1. Technical Field
Various embodiments of the present disclosure relate to semiconductor light-emitting devices and, more particularly, to a method of selective photo-enhanced wet oxidation for nitride layer regrowth on substrates.
2. Description of the Related Art
Light-emitting diodes (LEDs) are a type of semiconductor-based light source. An LED typically includes semiconducting materials doped with impurities to create a p-n junction. The wavelength of the light emitted, and thus its color, depends on the bandgap energy of the materials forming the p-n junction. In silicon or germanium diodes, the electrons and holes recombined by a non-radiative transition produce no optical emission, because these are indirect bandgap materials. The materials used for the LED have a direct bandgap with energies corresponding to near-infrared, visible or near-ultraviolet light. LEDs are usually built on an n-type substrate with an electrode attached to the p-type layer deposited on its surface. LEDs built on p-type substrates, while less common, are available as well. Many commercial LEDs, especially GaN/InGaN, also use sapphire substrate.
Blue LEDs are based on the wide bandgap III-nitride materials such as, for example, GaN (gallium nitride) and InGaN (indium gallium nitride). Blue LEDs typically have an active region consisting of one or more InGaN quantum wells sandwiched between thicker layers of GaN, called cladding layers. By varying the relative InN—GaN molar fraction in the InGaN quantum wells, the light emission can be varied from violet to amber. AlGaN (aluminum gallium nitride) of varying AlN molar fraction can be used to manufacture the cladding and quantum well layers for ultraviolet LEDs, but these devices have not yet reached the level of efficiency and technological maturity of the InGaN—GaN blue/green devices. If the active quantum well layers are GaN, instead of alloyed InGaN or AlGaN, the device will emit near-ultraviolet light with wavelengths around 350-370 nm. Green LEDs manufactured from the InGaN—GaN system are far more efficient and brighter than green LEDs produced with non-nitride material systems.
Advancements have been achieved in recent years to increase the external quantum efficiency of LEDs. Among the various techniques, one known approach is to form a plurality of protrusions on a surface of a C plane (0001) sapphire substrate in a two-dimensionally repeated pattern, and then epitaxially grow a number of GaN-based semiconductor layers on the sapphire substrate.

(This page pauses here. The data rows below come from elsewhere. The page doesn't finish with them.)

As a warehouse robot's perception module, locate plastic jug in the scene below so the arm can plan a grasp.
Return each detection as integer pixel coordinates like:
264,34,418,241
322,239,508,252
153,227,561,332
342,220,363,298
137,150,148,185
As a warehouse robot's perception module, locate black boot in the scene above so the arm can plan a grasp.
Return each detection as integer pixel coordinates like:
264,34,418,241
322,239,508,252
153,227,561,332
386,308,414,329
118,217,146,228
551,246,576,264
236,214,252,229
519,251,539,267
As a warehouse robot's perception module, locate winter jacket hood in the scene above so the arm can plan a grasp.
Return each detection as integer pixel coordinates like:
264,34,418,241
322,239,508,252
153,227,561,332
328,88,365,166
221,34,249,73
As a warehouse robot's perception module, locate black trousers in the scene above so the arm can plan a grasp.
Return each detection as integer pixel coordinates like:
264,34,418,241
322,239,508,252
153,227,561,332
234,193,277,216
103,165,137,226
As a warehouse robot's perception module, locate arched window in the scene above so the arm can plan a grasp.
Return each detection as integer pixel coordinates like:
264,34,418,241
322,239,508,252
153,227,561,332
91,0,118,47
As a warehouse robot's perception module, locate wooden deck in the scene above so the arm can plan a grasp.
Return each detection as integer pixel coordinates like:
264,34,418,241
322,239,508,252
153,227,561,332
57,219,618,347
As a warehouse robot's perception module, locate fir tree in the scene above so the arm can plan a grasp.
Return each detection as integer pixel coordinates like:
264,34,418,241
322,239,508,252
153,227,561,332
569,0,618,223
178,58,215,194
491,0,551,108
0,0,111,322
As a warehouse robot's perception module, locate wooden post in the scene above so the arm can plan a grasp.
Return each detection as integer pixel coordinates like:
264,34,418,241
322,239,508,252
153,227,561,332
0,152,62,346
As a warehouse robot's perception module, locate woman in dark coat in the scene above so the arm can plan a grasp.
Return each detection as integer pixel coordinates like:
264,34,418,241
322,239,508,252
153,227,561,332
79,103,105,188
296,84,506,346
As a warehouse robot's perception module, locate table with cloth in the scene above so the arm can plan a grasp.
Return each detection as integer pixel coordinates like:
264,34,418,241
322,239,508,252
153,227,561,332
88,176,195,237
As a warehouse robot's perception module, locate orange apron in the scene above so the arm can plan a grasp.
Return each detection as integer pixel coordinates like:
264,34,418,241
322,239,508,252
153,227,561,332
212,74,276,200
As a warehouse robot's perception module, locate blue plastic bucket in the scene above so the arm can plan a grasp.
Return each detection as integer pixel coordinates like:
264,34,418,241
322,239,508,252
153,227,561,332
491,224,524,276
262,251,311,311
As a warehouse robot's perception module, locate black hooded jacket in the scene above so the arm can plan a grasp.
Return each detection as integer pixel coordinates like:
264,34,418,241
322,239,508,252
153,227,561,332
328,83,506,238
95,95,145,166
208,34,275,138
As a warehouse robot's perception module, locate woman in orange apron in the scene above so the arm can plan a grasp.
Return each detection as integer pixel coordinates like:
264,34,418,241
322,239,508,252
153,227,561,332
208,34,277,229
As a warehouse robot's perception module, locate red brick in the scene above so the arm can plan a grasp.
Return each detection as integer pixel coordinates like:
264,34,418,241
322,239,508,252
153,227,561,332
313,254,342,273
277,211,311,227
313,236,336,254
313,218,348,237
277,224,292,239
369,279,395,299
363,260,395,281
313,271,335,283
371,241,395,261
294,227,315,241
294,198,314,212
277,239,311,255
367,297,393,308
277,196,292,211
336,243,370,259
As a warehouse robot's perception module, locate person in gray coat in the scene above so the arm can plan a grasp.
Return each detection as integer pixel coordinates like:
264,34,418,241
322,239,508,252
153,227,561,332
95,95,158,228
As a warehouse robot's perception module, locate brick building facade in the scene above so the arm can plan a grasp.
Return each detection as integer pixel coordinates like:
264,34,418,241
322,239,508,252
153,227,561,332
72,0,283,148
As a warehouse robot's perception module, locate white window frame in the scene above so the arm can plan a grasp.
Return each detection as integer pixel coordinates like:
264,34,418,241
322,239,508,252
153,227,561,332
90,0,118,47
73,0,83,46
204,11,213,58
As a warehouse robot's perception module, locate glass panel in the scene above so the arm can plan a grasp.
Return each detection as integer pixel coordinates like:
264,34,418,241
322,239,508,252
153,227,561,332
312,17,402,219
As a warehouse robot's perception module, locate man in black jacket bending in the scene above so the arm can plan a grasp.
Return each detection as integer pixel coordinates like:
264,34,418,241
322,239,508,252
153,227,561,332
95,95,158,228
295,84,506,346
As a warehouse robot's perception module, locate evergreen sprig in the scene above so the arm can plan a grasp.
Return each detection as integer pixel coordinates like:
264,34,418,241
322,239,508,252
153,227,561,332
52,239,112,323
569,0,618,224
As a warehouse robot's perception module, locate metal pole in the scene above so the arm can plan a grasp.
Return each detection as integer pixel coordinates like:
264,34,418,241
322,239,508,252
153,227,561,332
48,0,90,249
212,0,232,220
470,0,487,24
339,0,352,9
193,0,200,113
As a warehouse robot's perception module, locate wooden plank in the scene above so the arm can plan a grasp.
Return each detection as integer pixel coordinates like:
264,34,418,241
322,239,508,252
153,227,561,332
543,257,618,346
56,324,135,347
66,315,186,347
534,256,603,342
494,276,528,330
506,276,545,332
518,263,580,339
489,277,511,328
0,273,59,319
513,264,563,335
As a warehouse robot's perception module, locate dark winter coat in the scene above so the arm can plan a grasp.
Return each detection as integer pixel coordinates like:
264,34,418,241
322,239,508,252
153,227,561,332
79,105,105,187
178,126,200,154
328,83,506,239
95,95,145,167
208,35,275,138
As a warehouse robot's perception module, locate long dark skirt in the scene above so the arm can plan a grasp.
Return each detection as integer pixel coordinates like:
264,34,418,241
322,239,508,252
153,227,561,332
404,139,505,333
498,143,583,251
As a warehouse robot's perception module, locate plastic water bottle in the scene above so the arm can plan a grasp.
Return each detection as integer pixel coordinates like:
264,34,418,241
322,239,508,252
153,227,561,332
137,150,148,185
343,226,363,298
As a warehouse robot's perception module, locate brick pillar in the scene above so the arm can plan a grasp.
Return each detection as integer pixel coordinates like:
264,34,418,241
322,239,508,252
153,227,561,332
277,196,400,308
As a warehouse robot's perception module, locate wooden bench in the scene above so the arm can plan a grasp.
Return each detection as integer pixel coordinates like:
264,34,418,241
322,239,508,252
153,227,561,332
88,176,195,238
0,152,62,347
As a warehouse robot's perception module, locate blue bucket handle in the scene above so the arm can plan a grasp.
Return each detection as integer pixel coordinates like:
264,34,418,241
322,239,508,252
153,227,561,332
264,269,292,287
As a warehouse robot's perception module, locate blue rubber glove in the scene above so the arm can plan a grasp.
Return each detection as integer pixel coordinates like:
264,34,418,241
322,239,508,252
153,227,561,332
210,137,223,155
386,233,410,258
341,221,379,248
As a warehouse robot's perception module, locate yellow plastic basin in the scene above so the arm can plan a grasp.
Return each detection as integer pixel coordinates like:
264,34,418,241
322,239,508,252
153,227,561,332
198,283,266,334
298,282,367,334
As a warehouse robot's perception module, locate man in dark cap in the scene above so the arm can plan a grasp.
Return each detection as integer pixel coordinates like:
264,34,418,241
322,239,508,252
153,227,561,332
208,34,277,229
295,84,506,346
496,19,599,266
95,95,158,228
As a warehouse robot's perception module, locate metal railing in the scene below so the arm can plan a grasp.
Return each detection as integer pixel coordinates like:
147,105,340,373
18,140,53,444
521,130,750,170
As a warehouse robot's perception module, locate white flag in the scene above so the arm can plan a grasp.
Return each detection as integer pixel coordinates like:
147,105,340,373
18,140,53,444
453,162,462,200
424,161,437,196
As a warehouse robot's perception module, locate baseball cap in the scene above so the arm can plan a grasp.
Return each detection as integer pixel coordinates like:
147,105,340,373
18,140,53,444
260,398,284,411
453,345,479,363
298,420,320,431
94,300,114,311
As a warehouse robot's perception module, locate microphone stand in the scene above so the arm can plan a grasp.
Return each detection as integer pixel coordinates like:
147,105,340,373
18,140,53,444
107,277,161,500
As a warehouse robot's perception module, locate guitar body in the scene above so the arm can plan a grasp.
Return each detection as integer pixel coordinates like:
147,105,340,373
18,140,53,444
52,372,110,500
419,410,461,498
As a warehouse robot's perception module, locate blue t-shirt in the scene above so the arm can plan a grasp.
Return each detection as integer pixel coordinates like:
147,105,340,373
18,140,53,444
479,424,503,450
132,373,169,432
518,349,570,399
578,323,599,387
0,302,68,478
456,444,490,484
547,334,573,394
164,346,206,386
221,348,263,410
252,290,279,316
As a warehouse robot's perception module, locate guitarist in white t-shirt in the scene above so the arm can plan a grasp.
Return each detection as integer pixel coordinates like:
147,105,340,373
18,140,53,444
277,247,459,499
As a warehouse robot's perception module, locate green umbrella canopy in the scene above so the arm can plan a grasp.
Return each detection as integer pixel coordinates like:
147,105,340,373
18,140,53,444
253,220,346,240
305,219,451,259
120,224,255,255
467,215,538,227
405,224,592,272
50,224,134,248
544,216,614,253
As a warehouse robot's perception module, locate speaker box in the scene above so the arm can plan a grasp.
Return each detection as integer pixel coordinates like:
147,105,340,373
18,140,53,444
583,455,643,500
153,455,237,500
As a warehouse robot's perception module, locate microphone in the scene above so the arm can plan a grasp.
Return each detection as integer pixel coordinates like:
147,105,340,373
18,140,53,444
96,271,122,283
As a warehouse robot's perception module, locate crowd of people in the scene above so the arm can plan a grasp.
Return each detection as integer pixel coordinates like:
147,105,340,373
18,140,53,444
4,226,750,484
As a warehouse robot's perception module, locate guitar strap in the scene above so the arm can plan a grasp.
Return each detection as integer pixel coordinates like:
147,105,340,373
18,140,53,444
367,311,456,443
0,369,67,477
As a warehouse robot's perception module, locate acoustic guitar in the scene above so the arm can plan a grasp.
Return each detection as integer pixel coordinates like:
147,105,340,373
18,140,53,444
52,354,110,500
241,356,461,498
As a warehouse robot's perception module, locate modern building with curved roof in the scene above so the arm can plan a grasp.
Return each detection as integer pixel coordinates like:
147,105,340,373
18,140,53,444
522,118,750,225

The repeated pattern has a pitch greater than or equal to λ/4 and less than or equal to 20 μm, and side surfaces of the protrusions have an inclined angle that is not less than 90° and not more than 160°. Accordingly, the external quantum efficiency of LEDs thus formed is said to be increased as a result of an optical beam diffraction mechanism due to the two-dimensional pattern of protrusions on the sapphire substrate.
With respect to forming a number of protrusions on a surface of a sapphire substrate in a two-dimensionally repeated pattern, a number of approaches have been proposed but each is not without disadvantages. For example, one approach aligns a SiO2 stripe mask parallel to the [11 2 0] direction of GaN to produce optically smooth layers on the inclined semi-polar {1 1 01} GaN facets. However, impurity migration from the mask region (SiO2) can cause serious material contamination issues to the growth of nitride layers thereafter. Another approach aligns the SiO2 stripe mask parallel to the [1 1 00] direction of GaN to produce optically smooth layers on the inclined semi-polar {11 2 2} GaN facets. However, as with the aforementioned approach, impurity migration from the SiO2 mask region can cause serious material contamination issues to the growth of nitride layers thereafter.
On the other hand, V-notch grooves may be found in an LED structure comprising adjacent layers of Al(Ga)N/In(Ga)N with high bandgap energy and low bandgap energy. Screw dislocations, which are undesirable, tend to exist at the bottom of the V-notch grooves. Etch pit density (EPD) is a measure for the quality of semiconductor wafers. An etch solution, such as molten KOH at 450° C., is applied on the surface of the wafer where the etch rate is increased at dislocations, such as screw dislocations, of the crystal resulting in pits. To suppress further propagation of screw dislocations, one approach utilizes a photolithographic method with alignment procedures which require additional time and costs in operation and equipment. Other approaches require SiO2 masking or dry etch. However, such techniques may result in undesirable impurity migration and/or damage to the crystal atomic structure.